De pronto sintió un movimiento y despertó sobresaltado. Elena le había quitado el libro de encima.

–¡Ah! Eres tú. –Acertó a decir Javier.

–¿Quién si no? Vamos, métase en la cama, que aquí termina mi recorrido y estoy agotada –dijo estirando las sábanas de la cama.

–Espera –inquirió Javier– quédate un ratito.

–¿Para qué, no ha tenido bastante con tocarme el culo?

–No, la verdad, ansío tocarlo bien, incluso besarlo.
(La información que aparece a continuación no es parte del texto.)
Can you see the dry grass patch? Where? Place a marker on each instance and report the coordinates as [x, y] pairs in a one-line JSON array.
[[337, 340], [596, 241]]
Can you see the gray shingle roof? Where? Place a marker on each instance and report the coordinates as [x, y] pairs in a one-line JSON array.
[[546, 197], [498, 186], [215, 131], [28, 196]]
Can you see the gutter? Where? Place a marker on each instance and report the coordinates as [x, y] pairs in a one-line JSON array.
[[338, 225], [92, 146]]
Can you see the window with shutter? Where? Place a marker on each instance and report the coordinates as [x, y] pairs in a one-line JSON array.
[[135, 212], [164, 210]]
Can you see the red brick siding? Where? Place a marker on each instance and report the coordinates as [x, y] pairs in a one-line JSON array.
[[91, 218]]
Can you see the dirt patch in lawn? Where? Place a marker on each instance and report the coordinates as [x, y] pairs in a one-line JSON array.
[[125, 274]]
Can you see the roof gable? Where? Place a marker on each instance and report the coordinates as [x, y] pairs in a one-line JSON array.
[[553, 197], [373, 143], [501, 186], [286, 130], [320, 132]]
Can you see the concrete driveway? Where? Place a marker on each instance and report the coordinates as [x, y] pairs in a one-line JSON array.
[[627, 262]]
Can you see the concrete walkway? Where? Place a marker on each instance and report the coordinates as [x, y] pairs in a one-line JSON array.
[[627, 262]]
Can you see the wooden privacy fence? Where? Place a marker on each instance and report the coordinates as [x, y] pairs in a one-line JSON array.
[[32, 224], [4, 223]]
Quisiera adorarlo.

–También poeta, qué buen partido es usted –ironizó Elena.

–Por favor.

Ambos se miraron fijamente.

–Por favor, ¿qué? –Quiso saber Elena.

–Déjame adorar tu culo, sé que suena vulgar, y quizá lo sea, pero siento la imperiosa necesidad de hacerlo.

Elena se colocó frente a él con los brazos en jarras sin decir nada.
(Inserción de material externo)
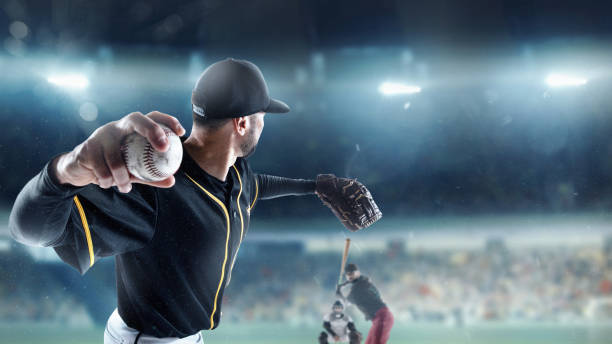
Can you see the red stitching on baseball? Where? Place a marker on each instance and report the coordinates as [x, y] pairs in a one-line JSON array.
[[148, 159]]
–Por favor –suplicó Javier– es un deseo profundo, tanta belleza me está volviendo loco.

Elena seguía frente a él sin decir nada, en su cara se podía ver una gran duda.
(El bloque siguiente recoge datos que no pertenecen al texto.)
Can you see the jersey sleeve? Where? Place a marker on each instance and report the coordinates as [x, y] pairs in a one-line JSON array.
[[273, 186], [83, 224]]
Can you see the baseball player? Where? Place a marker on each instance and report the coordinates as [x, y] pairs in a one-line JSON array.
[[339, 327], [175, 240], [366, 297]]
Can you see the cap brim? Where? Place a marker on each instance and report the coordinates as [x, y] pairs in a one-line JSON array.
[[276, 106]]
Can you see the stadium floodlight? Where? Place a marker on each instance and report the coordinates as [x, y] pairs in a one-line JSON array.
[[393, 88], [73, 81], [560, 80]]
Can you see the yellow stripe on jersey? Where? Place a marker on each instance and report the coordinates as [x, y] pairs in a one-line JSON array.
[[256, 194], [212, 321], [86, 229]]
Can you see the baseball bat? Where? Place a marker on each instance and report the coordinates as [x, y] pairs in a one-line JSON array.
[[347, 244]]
–Está usted muy loco, Javier – e espetó.

–No digo que no, pero eres tú quien me pone así, no puedo evitarlo.

Se miraron fijamente un buen rato hasta que Elena giró la mirada a la cama contigua, donde el compañero de habitación dormía placenteramente, con el aparato auditivo sobre la mesita. Después paseó su mirada por la habitación como quien busca algo donde asirse. Javier, inquieto, no le quitaba ojo de encima. Elena volvió a mirarlo, esta vez con una mirada seria, distinta a todas las que recordaba Javier. Sin decir nada se giró, dejando su culo frente a la cara de Javier.

Ella empezó a subir la bata despacio ante la atenta mirada de Javier, que no daba crédito. Detuvo la bata justo antes de que empezaran a verse sus nalgas unos segundos, generando tensión. Después retomó la subida lentamente, mostrando muy despacio. Cuando la bata estaba ya en sus caderas se inclinó ligeramente hacia delante, haciendo que su culo se acercara un poco más a la cara de Javier. Él sintió un espinazo que le recorrió la columna. Entonces puso las manos en las nalgas, suave, como quien reconoce el terreno.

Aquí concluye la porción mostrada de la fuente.